Midlands Graduate School 2017

9 - 13 April, 2017

Lightning Talks

Modeling and Verification of Stealth Attacks on Security Protocols - Rajiv Ranjan Singh

Security protocols claim to provide security guarantees to end users while transacting online even in the presence of a powerful adversary. The advancement in technology has led to better secure protocols replacing their vulnerable predecessors. Attackers have also come up with newer classes of attacks on security protocols to exploit the vulnerabilities present. This situation challenges the protocol designers to design better protocols, historically an arduous task. The famous Needham-Schroeder public key protocol was broken and fixed after 17 years.

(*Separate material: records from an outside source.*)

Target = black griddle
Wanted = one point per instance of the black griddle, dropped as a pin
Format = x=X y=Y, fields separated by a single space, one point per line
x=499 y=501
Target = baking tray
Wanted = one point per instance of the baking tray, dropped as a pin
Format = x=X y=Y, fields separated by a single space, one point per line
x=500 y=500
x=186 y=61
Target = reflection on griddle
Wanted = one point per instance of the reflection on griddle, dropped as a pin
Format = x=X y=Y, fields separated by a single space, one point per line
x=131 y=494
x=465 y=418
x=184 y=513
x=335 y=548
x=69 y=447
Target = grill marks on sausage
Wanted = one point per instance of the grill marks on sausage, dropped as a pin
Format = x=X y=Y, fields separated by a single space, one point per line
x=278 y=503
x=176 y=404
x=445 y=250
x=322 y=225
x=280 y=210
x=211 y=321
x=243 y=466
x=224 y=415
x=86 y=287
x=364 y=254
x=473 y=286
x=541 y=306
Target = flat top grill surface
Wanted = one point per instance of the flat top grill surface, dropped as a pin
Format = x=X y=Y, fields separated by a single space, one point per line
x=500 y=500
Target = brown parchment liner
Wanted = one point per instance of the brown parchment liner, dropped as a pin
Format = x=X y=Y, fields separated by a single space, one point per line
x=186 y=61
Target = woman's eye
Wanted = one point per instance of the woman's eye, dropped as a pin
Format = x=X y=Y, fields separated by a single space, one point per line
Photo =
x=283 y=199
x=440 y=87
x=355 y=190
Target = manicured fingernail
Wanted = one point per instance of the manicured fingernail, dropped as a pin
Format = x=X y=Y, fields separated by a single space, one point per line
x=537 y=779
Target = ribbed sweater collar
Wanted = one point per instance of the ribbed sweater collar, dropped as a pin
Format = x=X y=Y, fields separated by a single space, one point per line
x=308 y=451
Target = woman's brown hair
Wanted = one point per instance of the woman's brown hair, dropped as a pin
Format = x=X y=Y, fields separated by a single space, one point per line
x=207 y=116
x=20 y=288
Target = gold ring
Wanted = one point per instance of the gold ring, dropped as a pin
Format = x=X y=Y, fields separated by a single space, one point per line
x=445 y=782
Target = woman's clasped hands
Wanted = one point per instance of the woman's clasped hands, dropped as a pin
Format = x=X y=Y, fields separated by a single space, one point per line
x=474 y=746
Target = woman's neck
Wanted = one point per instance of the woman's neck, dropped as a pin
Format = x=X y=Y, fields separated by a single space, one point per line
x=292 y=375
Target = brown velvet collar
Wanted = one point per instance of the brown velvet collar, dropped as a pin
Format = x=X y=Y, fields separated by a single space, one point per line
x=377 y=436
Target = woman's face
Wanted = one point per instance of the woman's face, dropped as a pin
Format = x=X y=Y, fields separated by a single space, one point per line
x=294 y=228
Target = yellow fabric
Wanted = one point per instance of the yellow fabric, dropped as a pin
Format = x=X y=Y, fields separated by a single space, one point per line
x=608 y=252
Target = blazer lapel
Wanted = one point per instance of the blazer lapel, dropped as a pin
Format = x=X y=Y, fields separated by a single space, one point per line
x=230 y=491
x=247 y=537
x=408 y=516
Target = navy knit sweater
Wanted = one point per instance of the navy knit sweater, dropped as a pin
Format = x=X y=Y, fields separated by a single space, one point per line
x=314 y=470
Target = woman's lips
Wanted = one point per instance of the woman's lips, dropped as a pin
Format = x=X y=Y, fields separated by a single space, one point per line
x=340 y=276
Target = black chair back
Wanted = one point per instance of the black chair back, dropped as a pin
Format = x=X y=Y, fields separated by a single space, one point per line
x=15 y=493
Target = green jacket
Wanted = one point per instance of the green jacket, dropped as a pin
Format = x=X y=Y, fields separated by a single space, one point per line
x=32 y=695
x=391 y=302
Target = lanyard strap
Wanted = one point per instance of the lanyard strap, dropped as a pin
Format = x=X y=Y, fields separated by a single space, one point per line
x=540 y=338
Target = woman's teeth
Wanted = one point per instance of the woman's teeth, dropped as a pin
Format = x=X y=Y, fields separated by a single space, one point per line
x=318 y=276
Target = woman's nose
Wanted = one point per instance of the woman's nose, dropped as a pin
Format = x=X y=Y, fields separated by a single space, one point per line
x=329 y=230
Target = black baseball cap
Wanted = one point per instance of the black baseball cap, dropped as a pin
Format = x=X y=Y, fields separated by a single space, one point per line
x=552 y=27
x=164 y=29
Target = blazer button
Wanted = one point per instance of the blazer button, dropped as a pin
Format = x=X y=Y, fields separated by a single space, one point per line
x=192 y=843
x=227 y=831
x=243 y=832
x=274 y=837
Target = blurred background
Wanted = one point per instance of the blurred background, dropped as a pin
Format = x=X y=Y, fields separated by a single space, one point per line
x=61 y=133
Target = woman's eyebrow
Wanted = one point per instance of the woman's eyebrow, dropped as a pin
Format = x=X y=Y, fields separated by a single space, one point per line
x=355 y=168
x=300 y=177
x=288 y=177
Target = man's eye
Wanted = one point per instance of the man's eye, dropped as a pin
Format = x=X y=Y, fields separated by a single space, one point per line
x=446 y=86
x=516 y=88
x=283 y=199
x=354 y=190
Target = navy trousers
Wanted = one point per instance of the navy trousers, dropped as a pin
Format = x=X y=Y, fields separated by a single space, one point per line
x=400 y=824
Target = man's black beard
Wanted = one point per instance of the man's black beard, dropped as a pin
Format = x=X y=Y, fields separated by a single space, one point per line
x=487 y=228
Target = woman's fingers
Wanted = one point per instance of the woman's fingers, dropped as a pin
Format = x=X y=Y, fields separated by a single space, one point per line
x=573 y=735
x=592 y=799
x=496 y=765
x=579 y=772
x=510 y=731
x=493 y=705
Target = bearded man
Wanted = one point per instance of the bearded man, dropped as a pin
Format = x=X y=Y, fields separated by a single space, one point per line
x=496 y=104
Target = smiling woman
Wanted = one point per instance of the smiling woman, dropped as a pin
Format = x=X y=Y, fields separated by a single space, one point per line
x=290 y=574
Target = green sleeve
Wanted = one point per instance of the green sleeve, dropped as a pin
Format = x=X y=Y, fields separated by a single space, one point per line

Protocol designers employ many techniques from testing and modeling to formal verification of security properties. They also perform conformance tests to make sure that the protocol implementations adheres to specifications and hence less likely to be attacked. One of the classes of attacks which is both hard to find and model is stealth attack. A stealth attack on a security protocol is an attack which does not alter the normal run of the protocol and hence harder to detect. To detect these attacks, we need to first develop a formal model to define and detect the stealth attacks. In this work, we will study the behaviour of security protocols under attacks and verify various security guarantees. Apart from studying the logs, we will use a mix of manual analysis and protocol verification tools such as TAMARIN Prover for the purpose. We look forward to proposing various techniques of identifying stealth attacks, including preparing a framework for separating stealth attacks from non-stealth attacks.


Agile Effort Estimation - Natasha Nigar

Software projects that are over-budget, delivered late, and fall short of users’ expectations have been a challenge in software engineering for decades. The success or failure of a software project heavily depends on the accuracy of effort estimation. The software project cost is primarily estimated based on effort which is defined as the time taken by the software development team members for individual tasks completion. Therefore, accurate effort estimation has gained highest importance due to exponential growth of large scale software applications. This research contributes by presenting a novel approach for effort estimation in ‘Agile Software development’ (ASD). In ASD, changes in customer requirements are proactively incorporated while delivering software projects within budget and time. We shall formulate effort estimation as the search-based problem and use computational intelligence techniques, such as evolutionary algorithms, to address following limitations in the current research for agile effort estimation.

  1. Datasets used for effort estimation contain single company projects data. We will use cross-company data to validate our model.
  2. Other than scrum and XP no other agile method was investigated. We will use KANBAN agile method in our research.
  3. We will be first to use line of code (LOC) as size metric.

The benefit of this research is that it will reduce the risk of software project falling behind schedules by providing realistic estimation figures.


Compositional Game Theory - Mirzhan Irkegulov

Classical game theory revolutionised the field of economics. However as it is now it is not scalable, because it lacks a notion of compositionality. For example, what does it mean to compose two prisoners' dilemmas? How would we build a larger game from smaller components? For a computer scientist, however, compositionality is natural. How would computer science bring new insights in modeling game-theoretic situations? Here, we explore the recent work on compositional game theory, its possibilities and limitations in modeling classical game theory. We will discuss how to attain the goal of implementing classical game theory in the compositional framework, and how category theory and functional programming can help.


A primer on guarded recursion - Christian Graulund

Guarded recursion provides an convenient way to work with infinite data streams and other co-algebraic structures. It allows us to do strong productivity checking on the type level, while still allowing us to work with data in a natural way.
I briefly present the later modality and show how this allows us to do guarded recursion and how productivity is checked for simple function streams.